Change 265424 had a related patch set uploaded (by Dzahn):
comment IPv6 records for git-ssh

https://gerrit.wikimedia.org/r/265424

Change 265424 merged by Dzahn:
comment IPv6 records for git-ssh

https://gerrit.wikimedia.org/r/265424

git-ssh.wikimedia.org has an ipv6 address in DNS, however, it's not yet active due to lack of time to work on this. We need to kill the dns entry for ipv6 until we can get ssh working on ipv6 because this is causing extreme delays for anyone with proper ipv6 support on their client.

Done. I commented them., added a FIXME for later https://gerrit.wikimedia.org/r/#/c/265424/2/templates/wikimedia.org

@Dzahn: awesome, thanks!

@mmodell can you please fix IPv6 instead or explain why it is difficult to do so? FWIW, IPv6 penetration is > 10% globally and > 25% in the US alone. Wikis have been dual-stacked with first-class IPv6 support since World IPv6 Launch day (June 6, 2012); it's been 3½ years since and surely Phabricator can't be all that more difficult than this :)

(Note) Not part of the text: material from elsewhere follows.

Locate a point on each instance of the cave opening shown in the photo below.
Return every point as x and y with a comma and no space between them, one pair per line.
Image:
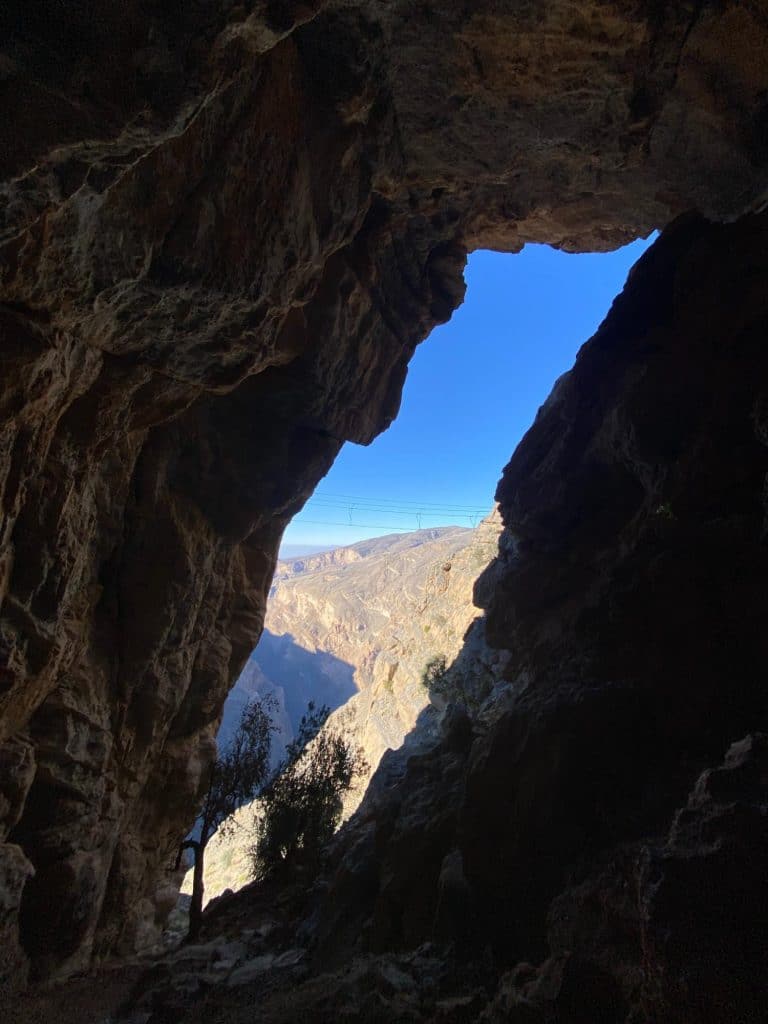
373,594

Reedy added a subscriber: Reedy.Jan 21 2016, 10:33 AM

@mmodell can you please fix IPv6 instead or explain why it is difficult to do so? FWIW, IPv6 penetration is > 10% globally and > 25% in the US alone. Wikis have been dual-stacked with first-class IPv6 support since World IPv6 Launch day (June 6, 2012); it's been 3½ years since and surely Phabricator can't be all that more difficult than this :)

There was talk last night about it being a firewall/ACL type issue, which, I think, partially at least makes it a netops issue?

Please feel free to fix that side of things and revert the IPv6 commenting out :P

mmodell added a comment.EditedJan 21 2016, 11:10 AM

@faidon: I don't have any idea how to fix ipv6. I have zero experience with the systems involved and I don't even have ipv6 working on my home network.

I'm definitely not the right person to work on this.

As far as I am aware, this is not a problem with phabricator. The difficulty is the complex network infrastructure in between phabricator and the internet. I have very limited understanding of how all the pieces fit together.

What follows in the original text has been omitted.